Opened 14 years ago
Closed 12 years ago
#9836 closed Bug Report - General (Fixed)
UTF-16LE .srt subtitle files do not work
Reported by: | Owned by: | Jim Stichnoth | |
---|---|---|---|
Priority: | minor | Milestone: | 0.27 |
Component: | MythTV - Captions | Version: | 0.24-fixes |
Severity: | medium | Keywords: | subtitle srt utf-16 |
Cc: | Ticket locked: | no |
Description
I have several UTF-16LE .srt subtitle files. I had to convert them to UTF-8 with iconv before they were recognized during playback.
Attachments (5)
Change History (28)
comment:1 by , 14 years ago
Milestone: | 0.24.2 → unknown |
---|
comment:2 by , 14 years ago
Please post the first bytes of a subtitle. E.g. the output of
hexdump -n 16 [filename.srt]
Google suggests that the presence/absence of a Byte Order Mark might irritate ffmpeg.
comment:3 by , 14 years ago
Here is the hex dump requested:
0000000 feff 0031 000d 000a 0030 0030 003a 0030 0000010
You should be able to reproduce the issue by converting any UTF-8 .srt file to 16bit LE using:
iconv -f UTF-8 -t UTF-16LE OldFilename.srt > NewFilename.srt
comment:4 by , 14 years ago
Owner: | removed |
---|---|
Status: | new → assigned |
by , 14 years ago
Attachment: | external-subs-utf.diff added |
---|
comment:5 by , 14 years ago
I've attached a patch that should fix the issue.

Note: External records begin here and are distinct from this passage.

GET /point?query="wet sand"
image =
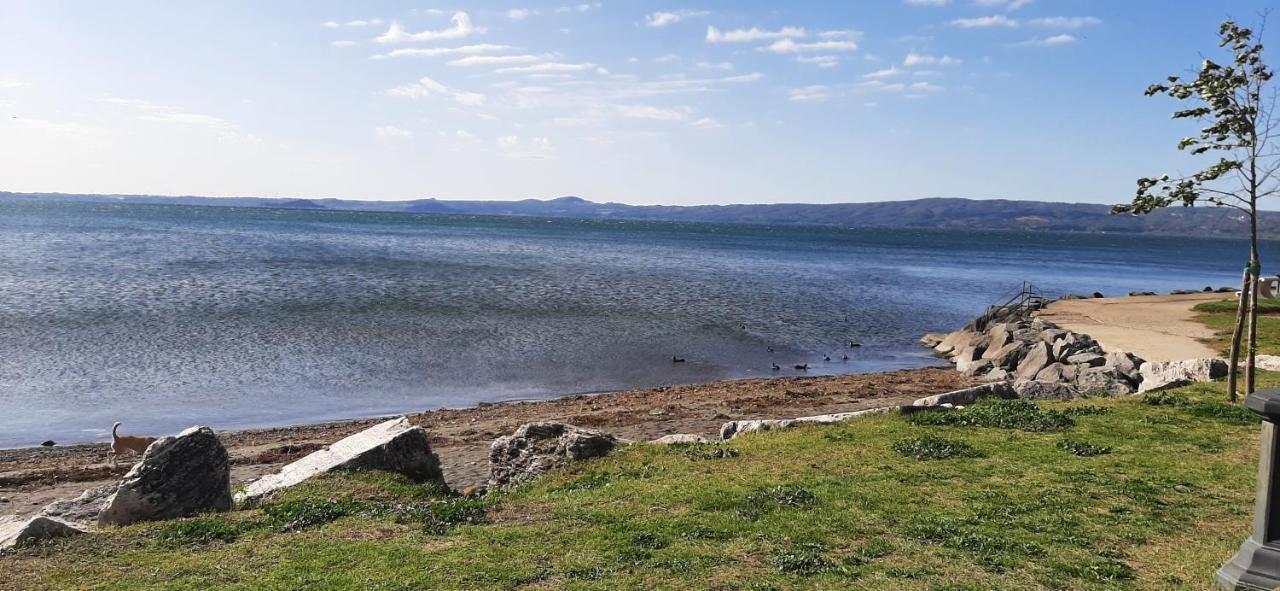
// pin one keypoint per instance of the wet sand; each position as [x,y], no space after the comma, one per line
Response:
[35,476]
[1156,328]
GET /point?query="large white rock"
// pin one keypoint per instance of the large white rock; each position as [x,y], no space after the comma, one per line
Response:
[177,476]
[535,448]
[1160,375]
[17,532]
[392,445]
[734,429]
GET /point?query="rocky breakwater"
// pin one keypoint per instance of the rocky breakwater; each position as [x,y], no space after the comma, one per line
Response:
[1040,358]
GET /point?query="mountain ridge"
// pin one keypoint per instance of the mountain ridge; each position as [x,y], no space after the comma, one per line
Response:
[931,212]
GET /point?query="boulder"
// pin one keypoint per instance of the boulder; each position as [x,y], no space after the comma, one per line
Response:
[177,476]
[1125,363]
[679,439]
[535,448]
[1104,381]
[1267,362]
[1160,375]
[1045,390]
[392,445]
[17,531]
[932,339]
[1008,356]
[968,395]
[1088,360]
[1056,374]
[82,509]
[1036,358]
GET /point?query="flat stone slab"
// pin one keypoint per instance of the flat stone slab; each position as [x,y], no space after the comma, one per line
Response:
[392,445]
[17,532]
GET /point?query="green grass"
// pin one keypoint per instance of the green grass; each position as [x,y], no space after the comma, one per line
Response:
[1220,316]
[1024,499]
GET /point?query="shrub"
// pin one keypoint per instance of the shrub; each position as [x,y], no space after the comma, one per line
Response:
[935,448]
[1023,415]
[1083,449]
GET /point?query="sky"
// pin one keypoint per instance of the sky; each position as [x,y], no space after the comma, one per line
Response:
[675,102]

The root problem is that the code imported from xine does not handle multi-byte encodings. The 'cleanest' route would be to ensure it does.
Instead I've taken the approach of probing the subtitle file for a UTF encoding, using it if detected and otherwise falling back to the encoding setting. The file is then loaded in full and converted to unicode, converted back to utf-8 for parsing and finally converted back to unicode for presentation. Not pretty but I couldn't see another way of doing it without touching the actual parsing code.
The only problem is that it doesn't seem to handle files converted to utf using iconv. Material converted inside QtCreator (i.e. probably using Qt code) seems to work fine.
by , 14 years ago
Attachment: | Chalet Girl (2011) BluRay.edited.srt added |
---|
comment:6 by , 14 years ago
Status: | assigned → infoneeded |
---|
Does the patch attached by Mark fix the issue?
comment:7 by , 14 years ago
I do not compile myth from source, so I cannot test any time soon... Would need a few hours to relearn the process because it has been a long time and spare time has been lacking lately. I will test when I can, but would appreciate it if other testers could give its try in case I don't get to it soon.
comment:9 by , 12 years ago
I can confirm that it is still an issue with 0.26-fixes mythbuntu nightly build from today.
I have not been able to test the patch submitted by markk.
comment:10 by , 12 years ago
I run master and I'm willing to test the patch, however most of it fails to apply (I guess because I... run master):
checking file mythtv/libs/libmythtv/textsubtitleparser.cpp Hunk #1 succeeded at 19 with fuzz 2 (offset 2 lines). Hunk #2 FAILED at 119. Hunk #3 FAILED at 163. 2 out of 3 hunks FAILED checking file mythtv/libs/libmythtv/xine_demux_sputext.cpp Hunk #2 FAILED at 96. Hunk #3 FAILED at 1108. Hunk #4 FAILED at 1123. Hunk #5 succeeded at 1151 (offset 2 lines). 3 out of 5 hunks FAILED checking file mythtv/libs/libmythtv/xine_demux_sputext.h Hunk #1 FAILED at 21. 1 out of 1 hunk FAILED MythTV Version : v0.27-pre2-2004-g30d7cc4-dirty MythTV Branch : master Network Protocol : 77 Library API : 0.27.20130719-1 QT Version : 4.8.4 Options compiled in: linux profile use_hidesyms using_alsa using_oss using_pulse using_pulseoutput using_backend using_bindings_perl using_bindings_python using_bindings_php using_dvb using_frontend using_ceton using_hdpvr using_libcrypto using_libfftw3 using_libxml2 using_libudf using_lirc using_mheg using_opengl using_opengl_video using_qtwebkit using_qtscript using_qtdbus using_taglib using_v4l2 using_x11 using_xrandr using_xv using_profiletype using_bindings_perl using_bindings_python using_bindings_php using_mythtranscode using_opengl using_vdpau using_ffmpeg_threads using_mheg using_libass using_libxml2 using_libudf
If someone can provide a patch against master, I can test it.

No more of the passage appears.